Djoenaedi Joesoef merupakan tokoh penting di balik banyak produk obat yang menjadi andalan masyarakat Indonesia. Sebut saja Inzana, Konidin, Paramex, Siladex, Termorex, hingga Feminax, rangkaian obat tersebut hanya sebagian dari produksi PT Konimex. Selain obat-obatan, Konimex yang berdiri sejak 8 Juni 1967 ini juga memproduksi makanan dan minuman. Kini, produk Konimex tidak hanya dinikmati masyarakat dalam negeri, tetapi juga masyarakat di Singapura, Malaysia, Myanmar, Kamboja, Vietnam, hingga kawasan Timur Tengah, yaitu Saudi Arabia.
Sosok Visioner
Djoenaedi Joesoef lahir di Solo pada 6 Juni 1933. Kedua orang tuanya, Djoe Hong Sian dan Tjin Bong Tjauw, mempunyai toko obat China bernama Eng Thay Hoo yang juga membuka praktik pengobatan rumahan. Sedari kecil, pria yang bernama lahir Djoe Djioe Liang ini sudah terbiasa dengan dunia pengobatan. Dari situlah, kecintaannya pada farmasi terpupuk.

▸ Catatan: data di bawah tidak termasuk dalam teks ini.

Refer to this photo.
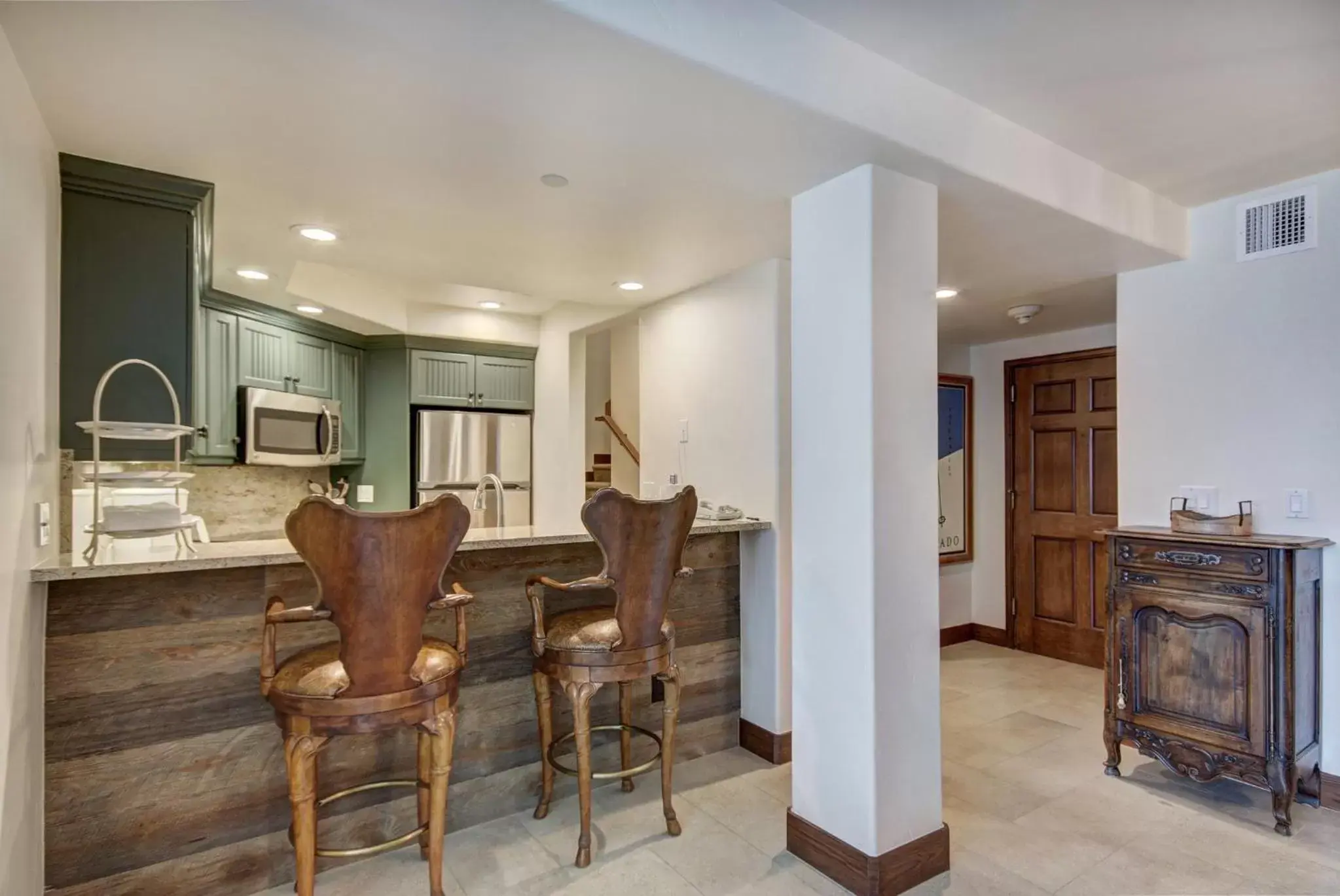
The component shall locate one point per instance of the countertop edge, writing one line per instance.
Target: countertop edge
(52, 572)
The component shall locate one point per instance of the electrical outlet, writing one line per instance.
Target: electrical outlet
(1203, 499)
(1296, 504)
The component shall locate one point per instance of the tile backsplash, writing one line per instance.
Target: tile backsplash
(236, 501)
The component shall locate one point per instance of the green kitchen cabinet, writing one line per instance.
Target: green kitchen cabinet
(504, 384)
(263, 355)
(441, 378)
(219, 389)
(348, 387)
(310, 365)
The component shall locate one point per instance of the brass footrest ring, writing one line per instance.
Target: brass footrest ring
(605, 776)
(376, 848)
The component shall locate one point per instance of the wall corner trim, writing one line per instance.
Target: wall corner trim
(893, 872)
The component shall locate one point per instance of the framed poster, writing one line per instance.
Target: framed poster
(956, 469)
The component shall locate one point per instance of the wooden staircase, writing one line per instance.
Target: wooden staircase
(598, 476)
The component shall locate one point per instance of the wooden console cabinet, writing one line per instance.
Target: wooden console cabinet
(1213, 658)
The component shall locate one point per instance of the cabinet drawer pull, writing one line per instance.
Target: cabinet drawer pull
(1187, 558)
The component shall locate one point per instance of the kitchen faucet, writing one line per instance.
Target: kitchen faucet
(479, 493)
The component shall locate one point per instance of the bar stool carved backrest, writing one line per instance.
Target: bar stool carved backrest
(586, 649)
(377, 576)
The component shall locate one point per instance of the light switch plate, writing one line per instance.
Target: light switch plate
(1203, 499)
(1296, 504)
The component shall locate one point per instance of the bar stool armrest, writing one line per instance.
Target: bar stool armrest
(458, 600)
(535, 587)
(278, 615)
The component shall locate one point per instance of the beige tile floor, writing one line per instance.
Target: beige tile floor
(1025, 798)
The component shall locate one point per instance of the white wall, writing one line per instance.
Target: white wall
(1228, 375)
(598, 393)
(988, 365)
(30, 230)
(626, 403)
(719, 357)
(956, 579)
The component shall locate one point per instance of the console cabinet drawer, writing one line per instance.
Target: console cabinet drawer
(1193, 559)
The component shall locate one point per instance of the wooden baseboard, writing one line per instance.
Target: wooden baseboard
(956, 634)
(761, 742)
(988, 635)
(1331, 792)
(894, 872)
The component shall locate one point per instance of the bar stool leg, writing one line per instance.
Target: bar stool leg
(443, 740)
(300, 757)
(425, 780)
(545, 711)
(625, 734)
(669, 721)
(581, 694)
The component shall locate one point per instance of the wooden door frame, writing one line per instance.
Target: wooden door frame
(1012, 367)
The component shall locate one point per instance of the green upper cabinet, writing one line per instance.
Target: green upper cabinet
(263, 355)
(504, 384)
(310, 365)
(441, 378)
(219, 389)
(349, 390)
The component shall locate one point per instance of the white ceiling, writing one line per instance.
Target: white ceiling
(418, 130)
(1195, 99)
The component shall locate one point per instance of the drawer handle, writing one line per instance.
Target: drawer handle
(1241, 591)
(1187, 558)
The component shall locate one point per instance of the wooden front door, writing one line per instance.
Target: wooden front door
(1062, 475)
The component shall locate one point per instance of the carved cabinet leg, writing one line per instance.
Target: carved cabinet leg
(1113, 741)
(581, 694)
(443, 730)
(300, 757)
(1284, 780)
(669, 721)
(626, 736)
(545, 711)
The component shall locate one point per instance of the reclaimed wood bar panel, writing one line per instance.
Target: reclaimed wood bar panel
(165, 770)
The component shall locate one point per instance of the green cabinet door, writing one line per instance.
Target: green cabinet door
(441, 378)
(349, 390)
(219, 391)
(310, 365)
(504, 384)
(263, 355)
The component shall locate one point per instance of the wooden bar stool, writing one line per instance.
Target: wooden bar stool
(377, 576)
(586, 649)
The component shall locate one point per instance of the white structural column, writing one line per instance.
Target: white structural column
(865, 571)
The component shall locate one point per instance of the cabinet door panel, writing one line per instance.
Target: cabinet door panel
(262, 355)
(441, 378)
(1195, 668)
(349, 390)
(310, 365)
(219, 393)
(505, 384)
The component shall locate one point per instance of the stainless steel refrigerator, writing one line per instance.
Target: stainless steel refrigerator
(456, 449)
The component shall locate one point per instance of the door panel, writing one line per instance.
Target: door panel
(310, 365)
(1063, 437)
(1191, 666)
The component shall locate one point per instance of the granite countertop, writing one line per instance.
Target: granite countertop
(272, 552)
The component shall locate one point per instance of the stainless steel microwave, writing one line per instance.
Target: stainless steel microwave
(284, 429)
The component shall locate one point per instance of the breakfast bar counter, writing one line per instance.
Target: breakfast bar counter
(165, 770)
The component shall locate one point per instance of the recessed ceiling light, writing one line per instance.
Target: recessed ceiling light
(319, 235)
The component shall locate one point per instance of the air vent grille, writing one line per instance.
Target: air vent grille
(1276, 225)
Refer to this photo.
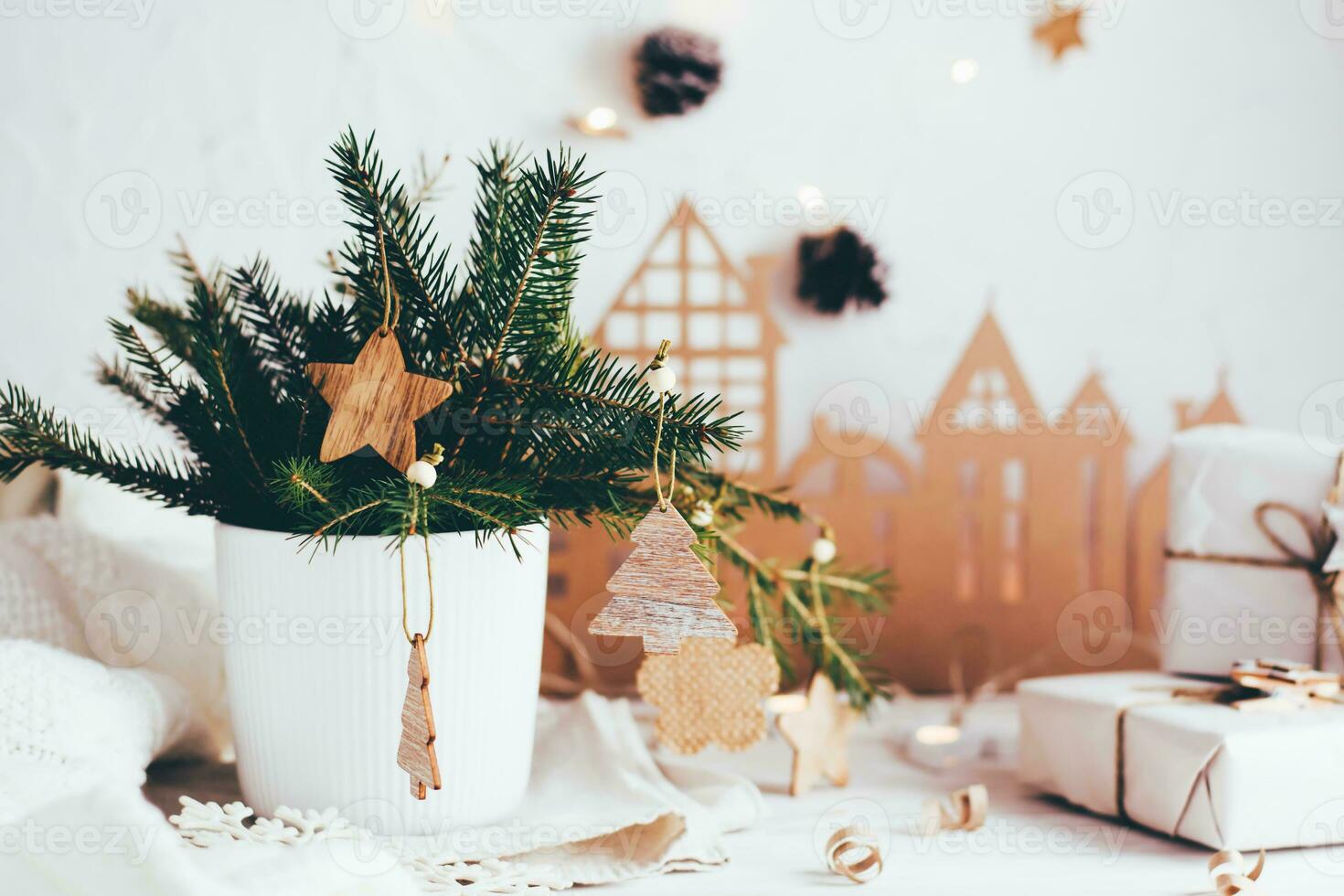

Berbekal keyakinan bahwa kebahagiaan dimulai dari hidup sehat, Djoenaedi Joesoef mulai serius membangun bisnisnya dengan mendirikan PT Konimex pada tahun 1967 yang berfokus pada usaha perdagangan bahan kimia, alat laboratorium, dan alat kedokteran. Konimex merupakan akronim dari Kondang Impor Ekspor, sebuah nama yang menggambarkan visi sang pendirinya untuk menciptakan bisnis berskala internasional.
Djoenaedi membangun perusahaanya dengan berpegang teguh pada falsafah 3MU, yaitu Mutu, Mudah, dan Murah. Dari sini, munculah inovasi penting dalam dunia farmasi Indonesia, yaitu obat OTC (Over The Counter) dalam strip berisi 4 tablet. Bermula di tahun 1971, inovasi ini menjadikan obat yang beredar lebih mudah diakses, lebih praktis, dan sesuai dengan kebutuhan masyarakat luas.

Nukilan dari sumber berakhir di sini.